Massimo Giletti a Non è l'Arena
Massimo Giletti in crisi di ascolti

Ieri sera è andata in onda la puntata domenicale di “Non è l’Arena“, la trasmissione in prima serata di La7 (rete guidata da Andrea Salerno), condotta da Massimo Giletti, l’anchorwoman di punta della rete, passato nella grande famiglia di Urbano Cairo, ormai da tre stagioni.

Inutile dire che non poteva che essere più azzeccato il titolo del format, “Non è l’Arena” non solo come trasmissione ma sopratutto per gli ascolti, una volta su Rai1 “L’Arena” registrava sempre di domenica, nel day time pomeriggio oltre il 23% e fungeva da traino a “Domenica In“, ora sulla rete ammiraglia di Cairo non supera più del 6%, anche se a dire il vero nella prima edizione superò con il talk show anche il 10% di share, sempre molto distante dagli ascolti di un tempo su Rai1.

Massimo Giletti uno tra i più bravi e capaci conduttori italiani, non sa più che pesci prendere, la sua trasmissione durante le tre edizioni ha trattato gli argomenti più disparati, dal gossip con CoronaPamela Prati, Asia Argento, politica, fino ad arrivare alle grandi inchieste  giornalistiche come è suo solito, purtroppo non sempre di prima mano, come nel caso di ieri, del matrimonio scandalo di Tony Colombo il cantante neomelodico, Tina Rispoli e i presunti intrecci con la malavita, in studio gli stessi ospiti di una trasmissione di Rai1 di qualche mese fa, argomento trattato in seconda battuta anche da Barbara D’Urso su Canale 5.

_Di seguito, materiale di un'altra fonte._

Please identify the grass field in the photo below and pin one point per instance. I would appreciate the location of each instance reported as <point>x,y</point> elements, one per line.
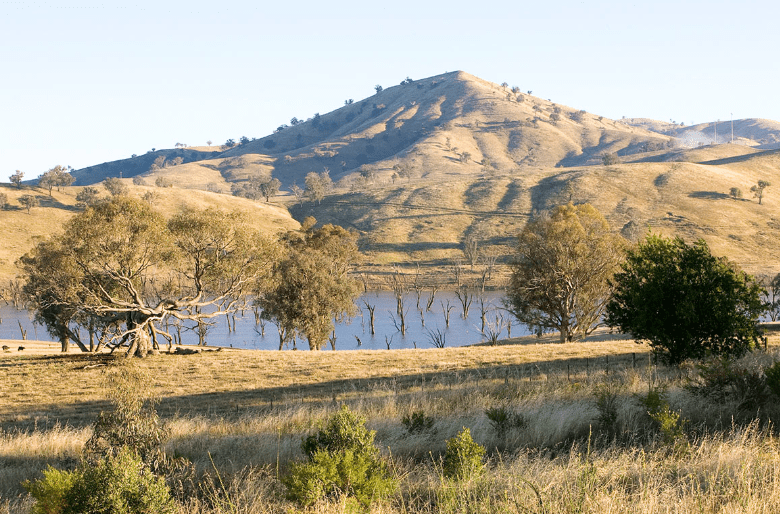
<point>247,411</point>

Il taglio del format in qualche modo ricalca l’esperienza passata di Giletti in Rai, la conduzione, la costruzione della puntata, sempre con inviati che rischiano il linciaggio, una bella tv che purtroppo soffre gli ascolti, quando vengono riproposti argomenti e temi arcinoti e bolliti.

Il passaggio alla tv pubblica sembrava cosa fatta quest’anno, dopo il lancio di alcune sue interviste, dove lasciava intendere probabilmente un suo ritorno a mamma Rai per lo scorso settembre, ma purtroppo non è stato così, anche perché su Rai1 risulterebbe difficile il posizionamento del bravo conduttore, non si capiva chi avrebbe dovuto sostituire nella rete guidata da Teresa De Santis.

Nell’ultima parte della puntata  di ieri invece aveva trattato una delle tre “S” della tv, ovvero il sesso, in studio l’attrice porno Michelle Ferrari,  con cui si è parlato della seduzione  con un confronto in collegamento tra la pornostar e il Professor Stefano Zecchi, molto imbarazzato dalle sexy proposte della Ferrari, per poi trattare il tema molto leggero dei sexytoys e la loro commercializzazione,  il legame tra sesso e  cibo, la speranza degli autori era quella di calamitare il pubblico adulto avvezzo al tema del sesso.

Parlando di ascolti tv “Non è l’Arena”  non brilla, la scorsa settimana per esempio (domenica 10 novembre) aveva registrato il 6.0% con 1.151.000 telespettatori, mentre la puntata del 3 novembre sempre il 6.0% con 1.184.000 spettatori, ormai sembrerebbe fermo a questa percentuale che rappresenta lo zoccolo duro di telespettatori che seguono il conduttore, uno share in ogni caso di tutto rispetto considerando la concorrenza spietata delle reti maggiori.